Korean Business Groups Concerned over Ties with China

Korean business groups are concerned that their recent announcements of massive investment in the United States may affect their business relations with China.

Samsung, Hyundai Motor, LG and SK Groups announced large-scale U.S. investment plans during the recent summit between U.S. President Joe Biden and South Korean President Moon Jae-in. The groups’ concerns are mounting over their relationship with China with U.S.-China rivalry intensifying and China still being their most important client.

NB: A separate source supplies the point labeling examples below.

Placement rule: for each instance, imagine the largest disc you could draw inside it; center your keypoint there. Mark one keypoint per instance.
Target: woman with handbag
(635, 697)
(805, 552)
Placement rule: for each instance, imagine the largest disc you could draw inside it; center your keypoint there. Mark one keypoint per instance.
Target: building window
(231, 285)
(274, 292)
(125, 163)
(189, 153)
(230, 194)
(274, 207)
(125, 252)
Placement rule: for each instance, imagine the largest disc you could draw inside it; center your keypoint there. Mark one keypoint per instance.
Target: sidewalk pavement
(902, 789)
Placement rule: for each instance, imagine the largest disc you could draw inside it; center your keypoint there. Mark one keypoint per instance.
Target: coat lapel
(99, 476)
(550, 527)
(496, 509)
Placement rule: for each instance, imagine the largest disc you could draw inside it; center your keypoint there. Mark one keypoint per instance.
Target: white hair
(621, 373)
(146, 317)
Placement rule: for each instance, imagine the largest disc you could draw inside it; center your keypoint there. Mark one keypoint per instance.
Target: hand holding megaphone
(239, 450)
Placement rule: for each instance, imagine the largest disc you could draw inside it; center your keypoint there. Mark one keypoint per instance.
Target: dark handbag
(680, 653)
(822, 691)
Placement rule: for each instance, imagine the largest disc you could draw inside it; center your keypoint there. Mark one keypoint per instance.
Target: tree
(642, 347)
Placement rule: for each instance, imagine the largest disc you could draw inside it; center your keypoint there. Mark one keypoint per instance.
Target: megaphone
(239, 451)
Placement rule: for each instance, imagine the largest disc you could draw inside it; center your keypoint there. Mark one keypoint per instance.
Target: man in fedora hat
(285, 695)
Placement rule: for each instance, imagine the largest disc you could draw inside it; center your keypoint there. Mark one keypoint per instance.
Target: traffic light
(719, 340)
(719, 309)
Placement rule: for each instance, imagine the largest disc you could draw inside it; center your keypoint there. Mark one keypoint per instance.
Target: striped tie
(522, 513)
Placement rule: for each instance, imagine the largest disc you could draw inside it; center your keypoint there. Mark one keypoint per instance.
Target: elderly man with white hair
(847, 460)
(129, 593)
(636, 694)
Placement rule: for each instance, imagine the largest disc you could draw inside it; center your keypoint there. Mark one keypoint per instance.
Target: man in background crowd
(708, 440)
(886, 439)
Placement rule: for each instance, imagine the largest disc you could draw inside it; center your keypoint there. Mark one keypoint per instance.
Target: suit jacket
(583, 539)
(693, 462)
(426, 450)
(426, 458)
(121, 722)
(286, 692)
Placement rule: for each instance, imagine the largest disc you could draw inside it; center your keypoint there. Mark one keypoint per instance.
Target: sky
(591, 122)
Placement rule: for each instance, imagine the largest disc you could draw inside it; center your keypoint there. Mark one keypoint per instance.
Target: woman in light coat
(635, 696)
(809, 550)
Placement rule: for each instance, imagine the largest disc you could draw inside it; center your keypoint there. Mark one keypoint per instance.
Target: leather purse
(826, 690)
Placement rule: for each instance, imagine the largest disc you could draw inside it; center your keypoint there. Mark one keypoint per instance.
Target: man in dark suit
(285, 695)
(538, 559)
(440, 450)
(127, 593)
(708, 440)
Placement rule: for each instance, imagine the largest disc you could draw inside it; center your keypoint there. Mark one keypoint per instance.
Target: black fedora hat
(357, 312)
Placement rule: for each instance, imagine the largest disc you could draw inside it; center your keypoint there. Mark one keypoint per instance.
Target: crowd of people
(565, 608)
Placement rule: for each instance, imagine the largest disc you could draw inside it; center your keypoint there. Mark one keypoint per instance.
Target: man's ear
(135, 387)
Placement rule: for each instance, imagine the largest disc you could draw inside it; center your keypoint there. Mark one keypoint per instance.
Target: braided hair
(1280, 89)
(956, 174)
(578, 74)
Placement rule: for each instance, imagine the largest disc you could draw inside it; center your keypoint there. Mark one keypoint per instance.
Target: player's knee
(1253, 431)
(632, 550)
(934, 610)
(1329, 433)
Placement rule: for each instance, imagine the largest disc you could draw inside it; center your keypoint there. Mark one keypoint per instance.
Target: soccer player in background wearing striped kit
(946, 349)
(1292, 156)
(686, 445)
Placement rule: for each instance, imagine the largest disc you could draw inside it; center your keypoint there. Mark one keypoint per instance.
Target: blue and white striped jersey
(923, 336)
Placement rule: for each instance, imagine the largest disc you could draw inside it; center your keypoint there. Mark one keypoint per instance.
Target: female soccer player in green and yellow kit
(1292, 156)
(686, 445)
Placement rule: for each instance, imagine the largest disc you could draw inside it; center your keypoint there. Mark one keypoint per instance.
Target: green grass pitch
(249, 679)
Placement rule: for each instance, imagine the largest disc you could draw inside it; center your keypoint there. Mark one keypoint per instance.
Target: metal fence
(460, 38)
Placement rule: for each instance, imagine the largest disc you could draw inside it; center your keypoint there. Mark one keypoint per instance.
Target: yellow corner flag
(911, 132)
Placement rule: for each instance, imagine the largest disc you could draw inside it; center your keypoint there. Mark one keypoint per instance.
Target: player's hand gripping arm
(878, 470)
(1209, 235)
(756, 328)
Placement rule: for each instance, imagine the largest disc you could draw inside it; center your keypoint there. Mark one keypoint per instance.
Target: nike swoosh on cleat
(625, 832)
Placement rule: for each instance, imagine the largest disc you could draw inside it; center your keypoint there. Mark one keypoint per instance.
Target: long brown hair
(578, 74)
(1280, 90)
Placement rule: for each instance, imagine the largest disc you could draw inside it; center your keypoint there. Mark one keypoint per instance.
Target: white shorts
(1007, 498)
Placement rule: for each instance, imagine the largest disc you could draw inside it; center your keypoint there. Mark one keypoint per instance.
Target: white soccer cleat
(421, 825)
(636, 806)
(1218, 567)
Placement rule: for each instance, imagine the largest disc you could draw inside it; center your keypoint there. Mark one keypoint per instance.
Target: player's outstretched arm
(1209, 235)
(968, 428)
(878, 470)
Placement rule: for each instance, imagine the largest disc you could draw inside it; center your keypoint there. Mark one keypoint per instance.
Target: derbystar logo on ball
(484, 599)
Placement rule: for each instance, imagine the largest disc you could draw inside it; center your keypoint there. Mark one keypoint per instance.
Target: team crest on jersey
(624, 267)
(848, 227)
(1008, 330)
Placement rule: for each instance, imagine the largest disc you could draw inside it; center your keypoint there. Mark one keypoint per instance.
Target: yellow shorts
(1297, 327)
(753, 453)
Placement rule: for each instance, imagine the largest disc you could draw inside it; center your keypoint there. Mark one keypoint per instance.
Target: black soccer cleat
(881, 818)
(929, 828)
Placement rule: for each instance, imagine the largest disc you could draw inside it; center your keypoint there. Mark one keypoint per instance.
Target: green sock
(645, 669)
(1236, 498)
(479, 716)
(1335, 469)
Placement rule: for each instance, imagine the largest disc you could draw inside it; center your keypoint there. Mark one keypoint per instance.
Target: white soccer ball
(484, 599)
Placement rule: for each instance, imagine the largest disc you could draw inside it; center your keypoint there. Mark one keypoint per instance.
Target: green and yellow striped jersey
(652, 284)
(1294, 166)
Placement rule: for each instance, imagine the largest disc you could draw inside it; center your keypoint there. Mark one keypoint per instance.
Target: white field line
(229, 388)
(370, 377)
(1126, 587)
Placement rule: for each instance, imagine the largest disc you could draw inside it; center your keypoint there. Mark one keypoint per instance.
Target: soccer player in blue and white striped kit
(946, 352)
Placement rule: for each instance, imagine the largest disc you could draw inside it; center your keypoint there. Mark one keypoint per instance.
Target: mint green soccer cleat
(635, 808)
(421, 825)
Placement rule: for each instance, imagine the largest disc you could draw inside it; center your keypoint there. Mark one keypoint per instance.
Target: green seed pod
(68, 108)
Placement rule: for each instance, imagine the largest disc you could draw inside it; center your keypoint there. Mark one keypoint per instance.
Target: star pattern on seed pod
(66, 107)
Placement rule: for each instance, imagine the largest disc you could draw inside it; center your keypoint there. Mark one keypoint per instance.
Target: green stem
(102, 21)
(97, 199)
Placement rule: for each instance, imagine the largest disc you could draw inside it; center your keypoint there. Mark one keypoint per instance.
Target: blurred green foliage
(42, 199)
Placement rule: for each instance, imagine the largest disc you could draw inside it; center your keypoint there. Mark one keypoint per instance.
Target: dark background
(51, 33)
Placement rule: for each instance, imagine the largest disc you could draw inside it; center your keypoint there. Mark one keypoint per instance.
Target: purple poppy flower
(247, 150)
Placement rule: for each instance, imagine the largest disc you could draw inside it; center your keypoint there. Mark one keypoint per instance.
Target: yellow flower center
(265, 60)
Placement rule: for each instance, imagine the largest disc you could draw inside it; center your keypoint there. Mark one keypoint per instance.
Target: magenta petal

China is dominating the raw material side of the electric vehicle (EV) battery industry, where South Korea and the United States will work much more closely with each other. Although the materials including cobalt and lithium are available in Australia and Latin America as well as China, the refinement process is extremely dependent on China. China's predominance amounts to over 80 percent in the industrial rare earth element market.

Hyundai Motor Group is watching China's response very closely in that it already failed once in China and any geopolitical risk between the United States and China will make it twice. According to the China Association of Automobile Manufactures, the group's share in China stood at 2.6 in the first four months of this year, down 1.6 percentage points from a year ago. For reference, the share was 4.8 percent in 2017.

Meanwhile, major South Korean semiconductor companies, that is, Samsung Electronics and SK Hynix are relatively freer in that they are dominant when it comes to the memory chip market, the global semiconductor industry value chain has a very complex structure formed by a number of countries, and China is keeping a highly pragmatic approach in this field.